Now he was speaking Edith Fisher’s language. Saving money.
“Why not sell chicks to small-flock poultry farmers? And what about expanding to raise and sell meat birds? You’ve got the space for it and there’s a market for local birds. It’s called the locovore movement.”
That brought a whoop out of Edith. “A movement? We call it the Amish way of life.”
Tobe grinned. “English folks want food produced locally and are willing to pay top dollar.”
He had Edith in the palm of his hand, but he didn’t stop there. “We’ll have to make a few adjustments—the best results come from having the brooders in field houses that can be moved from pasture to pasture. The more greens they can eat, the better.”
Edith frowned. “We’ve got hawks here.”
“Better netting would solve that,” Tobe said.
Edith gave Jimmy a look as if to ask why he had never thought of any of this. She decided that having Tobe manage the chicken and egg business would be an excellent idea. Fallen straight into their laps was the way she described it.
“I’ll arrive early and stay late,” Tobe said.
Edith speared Tobe and Naomi with an unblinking stare. She had always been able to apply pressure with a glance. “Nonsense. After you’re officially married, you’ll live here. You can have Jimmy’s room. It’s the biggest.”
Jimmy’s eyebrows shot up. “But . . . what about me?”
“You can move into Paul’s old room. Oh, wait. I’ve turned that into my sewing room.” Edith dismissed that worry. “Well, we’ll find a place somewhere.”
“It’s high time for you to move on anyway,” Bethany whispered to Jimmy. He looked less certain.
“But . . . what about Galen?” Naomi said. “I can’t leave him alone.”
Edith waved that concern away with a flick of her wrist. “He’s a grown man. It’s time he found a wife.” She pointed an accusing finger at Naomi. “You’re the reason some sweet gal hasn’t been able to nab him.”
Naomi’s eyes went wide. “I just thought he didn’t want to be nabbed.”
Edith snorted. “Fat chance. He’s kept his life on hold for your sake.”
A confused look covered Naomi’s sweet face. Had that truly never occurred to her? Everyone knew that.
Edith jutted out her big jaw. “That’s the only way this will work out. My chickens need twenty-four-hour-a-day care.”
Naomi straightened her back. “We’ll stay, but we’re going to live in the Grossdawdi Haus. We need our own home.”
Everyone turned to look at Naomi, shocked by her boldness. Edith Fisher was a bear of a woman. A year ago Naomi wouldn’t have raised her glance to her, let alone her voice.
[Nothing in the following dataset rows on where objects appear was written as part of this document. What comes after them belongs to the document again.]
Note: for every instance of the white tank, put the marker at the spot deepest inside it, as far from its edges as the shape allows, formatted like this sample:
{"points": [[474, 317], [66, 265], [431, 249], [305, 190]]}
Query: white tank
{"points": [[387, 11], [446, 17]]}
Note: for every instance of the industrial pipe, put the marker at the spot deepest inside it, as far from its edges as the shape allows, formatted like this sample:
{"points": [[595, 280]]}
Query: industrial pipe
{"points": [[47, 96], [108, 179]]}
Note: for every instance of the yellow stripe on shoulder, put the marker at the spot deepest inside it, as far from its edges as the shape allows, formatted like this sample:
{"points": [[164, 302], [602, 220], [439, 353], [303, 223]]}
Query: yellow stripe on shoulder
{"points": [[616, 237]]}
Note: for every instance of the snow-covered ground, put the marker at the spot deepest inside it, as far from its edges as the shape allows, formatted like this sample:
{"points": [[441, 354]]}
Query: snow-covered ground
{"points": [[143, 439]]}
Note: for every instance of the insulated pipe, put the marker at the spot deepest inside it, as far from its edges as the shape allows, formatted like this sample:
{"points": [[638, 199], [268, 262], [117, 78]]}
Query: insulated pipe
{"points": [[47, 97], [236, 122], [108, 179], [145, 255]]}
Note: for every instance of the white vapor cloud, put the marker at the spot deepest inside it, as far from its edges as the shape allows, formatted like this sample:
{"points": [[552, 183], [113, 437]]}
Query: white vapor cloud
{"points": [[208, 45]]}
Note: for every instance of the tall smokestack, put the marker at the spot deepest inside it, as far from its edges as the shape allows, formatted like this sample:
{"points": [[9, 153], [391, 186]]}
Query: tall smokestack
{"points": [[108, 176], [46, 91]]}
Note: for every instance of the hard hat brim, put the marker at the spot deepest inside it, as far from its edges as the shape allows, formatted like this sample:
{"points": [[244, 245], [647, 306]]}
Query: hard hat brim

Tobe grinned at Naomi. “If that sounds suitable to you, Edith, then it’s a deal. As soon as we marry, we’ll move in and I’ll take over the chicken business. Jimmy can get back to his horses.”
Edith grazed her chicken-hating son with a look. “Fine.”
Jimmy Fisher beamed. He positively beamed.
Bethany could have floated away on a cloud of happiness. Everything was finally coming together for her!
But a few days later, Bethany found herself moaning to Geena Spencer about her Jimmy Fisher situation over coffee and gingersnap cookies at Eagle Hill. “Thanks to me, the horse has been returned. And thanks to me again, Jimmy can leave the chicken and egg business and resume horse breeding and training. There’s nothing stopping Jimmy from asking me to marry him.” She rested her chin on her palms. “Except that he can’t seem to get around to it.” She sighed. “I think he takes me for granted.”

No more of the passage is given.